Objectives: The prevalence of atherosclerotic cardiovascular disease is increased in patients with type 2 diabetes. The role of hyperinsulinaemia as an independent participant in the atherogenic process is controversial. Therefore, we examined whether insulin regulates the expression of scavenger receptors responsible for oxidised low-density lipoprotein (oxLDL) uptake in dendritic cells (DCs). In addition, we investigated the impact of insulin on DC maturation with regard to changes in phenotype and cytokine secretion.

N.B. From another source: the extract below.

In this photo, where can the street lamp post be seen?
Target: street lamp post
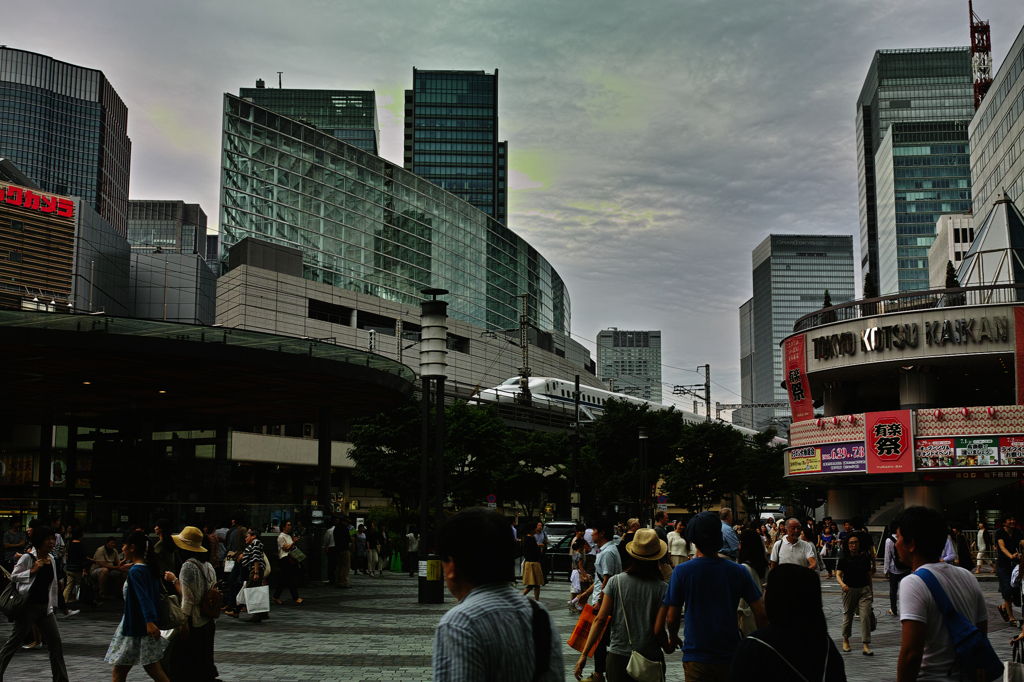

Methods: Immature DCs were cultured with different concentrations of insulin (1nmol/L, 10nmol/L, 50nmol/L, and 100nmol/L) in the absence or presence of LY294002 or PD98059 for 24h. The expression of the scavenger receptors SR-A and CD36 was determined by real-time PCR and Western blot analysis. Furthermore, DCs were incubated with 1,1'-dioctadecyl-3,3,3',3'-tetramethylindocarbocyanine perchlorate (DiI)-labelled oxLDL. The DiI-oxLDL-incorporated fraction was investigated by flow cytometry. Finally, flow cytometry was used to investigate immunophenotypic protein expression (CD83, CD86, and CD11a). Supernatant cytokine measurements were used as indicators of immune function.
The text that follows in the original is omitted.